Conflicting Parent’s Running Thoughts About Facebook’s Messenger Kids
On Monday, Facebook launched Messenger Kids , a version of Messenger for toddlers. Here are my current thoughts:
- Facebook for kids? God no!
- Okay, this isn’t exactly Facebook for kids. It’s just a messaging app. There are no profiles or anything. There is no searchable database of Messenger Kids users. No ads or in-app purchases. Parents can control their children’s contact list. It actually looks pretty naked, which is promising.
- It is also designed to comply with the Children’s Online Privacy and Protection Act ( COPPA) . Here’s a checkmark.
- However, it is operated by Facebook, a company that knows an alarming amount of details about us and strives to keep users addicted . Passing our children over to Tsuka’s car is alarming to say the least.
- In addition, it is designed for children between the ages of six and 12. SIX! It’s too young for a messaging app … isn’t it? What will even children talk about? How are they so annoyed that their mom made them eat broccoli and green beans tonight?
- But I suppose that for older kids – say, ages 9 to 12 – it would be nice to have a secure messaging app, as popular apps like Snapchat and Kik Messenger are n’t child-friendly at all. These kids without smartphones or landlines often need a way to chat with their friends when they can’t meet face to face (without using our phones).
- Wait, but in order for the kids to be able to chat with their friends on Messenger Kids, parents need to add each other on Facebook. So I need to be Facebook friends with the parents of all my child’s friends ?! Eh, I don’t mind.
- I really love that kids can chat with their grandparents, who are probably always on Facebook.
- The kids are really going to dig up the kitty masks and stickers.

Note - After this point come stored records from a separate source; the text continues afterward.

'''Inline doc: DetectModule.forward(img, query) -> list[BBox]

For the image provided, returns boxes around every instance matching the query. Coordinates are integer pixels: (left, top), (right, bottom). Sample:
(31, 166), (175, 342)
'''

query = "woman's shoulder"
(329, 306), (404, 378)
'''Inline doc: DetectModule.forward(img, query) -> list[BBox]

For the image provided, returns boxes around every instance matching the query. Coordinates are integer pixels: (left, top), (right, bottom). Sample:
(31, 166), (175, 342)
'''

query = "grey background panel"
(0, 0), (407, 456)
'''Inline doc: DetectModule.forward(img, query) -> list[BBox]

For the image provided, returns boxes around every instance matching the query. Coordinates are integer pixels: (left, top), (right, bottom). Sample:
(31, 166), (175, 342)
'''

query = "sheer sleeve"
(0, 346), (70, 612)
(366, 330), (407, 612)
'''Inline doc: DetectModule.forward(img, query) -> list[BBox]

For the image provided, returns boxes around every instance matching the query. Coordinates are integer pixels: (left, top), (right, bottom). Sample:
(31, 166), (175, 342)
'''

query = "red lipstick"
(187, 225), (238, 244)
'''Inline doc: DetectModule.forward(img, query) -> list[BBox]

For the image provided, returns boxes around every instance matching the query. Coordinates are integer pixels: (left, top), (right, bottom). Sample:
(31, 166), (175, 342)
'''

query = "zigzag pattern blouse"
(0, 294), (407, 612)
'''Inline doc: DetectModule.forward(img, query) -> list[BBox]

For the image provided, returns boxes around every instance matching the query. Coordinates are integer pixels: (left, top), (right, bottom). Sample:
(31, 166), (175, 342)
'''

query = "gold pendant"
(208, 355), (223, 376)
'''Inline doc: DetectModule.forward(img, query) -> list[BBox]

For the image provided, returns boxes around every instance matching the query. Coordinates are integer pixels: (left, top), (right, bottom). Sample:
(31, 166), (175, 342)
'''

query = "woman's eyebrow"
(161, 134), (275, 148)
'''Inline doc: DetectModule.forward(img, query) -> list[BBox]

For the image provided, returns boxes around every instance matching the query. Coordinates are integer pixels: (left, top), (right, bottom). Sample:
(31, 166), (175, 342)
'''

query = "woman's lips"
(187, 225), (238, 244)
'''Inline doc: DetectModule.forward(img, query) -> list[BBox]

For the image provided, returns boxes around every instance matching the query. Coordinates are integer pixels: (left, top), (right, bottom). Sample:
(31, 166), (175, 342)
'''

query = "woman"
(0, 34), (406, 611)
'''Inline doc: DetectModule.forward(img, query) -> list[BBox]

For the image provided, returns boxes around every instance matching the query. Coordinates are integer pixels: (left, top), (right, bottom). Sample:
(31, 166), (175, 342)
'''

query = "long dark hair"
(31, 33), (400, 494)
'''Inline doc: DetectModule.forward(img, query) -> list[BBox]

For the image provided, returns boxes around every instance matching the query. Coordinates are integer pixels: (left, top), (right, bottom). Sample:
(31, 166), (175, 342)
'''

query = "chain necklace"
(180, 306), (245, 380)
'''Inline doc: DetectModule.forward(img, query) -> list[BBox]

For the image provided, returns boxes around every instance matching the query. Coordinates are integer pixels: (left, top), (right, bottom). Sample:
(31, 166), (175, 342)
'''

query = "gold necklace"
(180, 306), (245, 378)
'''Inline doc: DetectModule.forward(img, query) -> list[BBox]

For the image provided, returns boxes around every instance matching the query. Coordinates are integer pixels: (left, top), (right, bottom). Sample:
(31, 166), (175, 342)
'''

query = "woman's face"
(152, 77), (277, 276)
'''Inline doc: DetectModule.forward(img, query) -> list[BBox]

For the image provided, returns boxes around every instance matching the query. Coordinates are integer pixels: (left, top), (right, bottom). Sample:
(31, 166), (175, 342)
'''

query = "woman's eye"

- Is Messenger Kids really that scary? People refer to it as a jumble of kids’ YouTube content . However, this product seems to be well researched (Facebook has been conducting parenting focus groups for the past 18 months and consults with leading child development experts ). I think that parents are more afraid of his potential than he is now, and I can understand that.
- I mean there are potential dangers. In theory, kids could create a fake Facebook account and add contacts not allowed by their parents.
- Recode says Facebook has a team of about 100 people working on products for kids and teens . This Messenger Kids thing seems like just the beginning – the company’s bold first bet on new social networking opportunities for kids. What will happen next?
- I feel a contradiction.
- And slight dizziness.
- How to become an Amish?
- I have no doubt that children will love this service. This is communication with friends – with stickers! I think I’m worried it will be too much fun, too early. And there can be no turning back.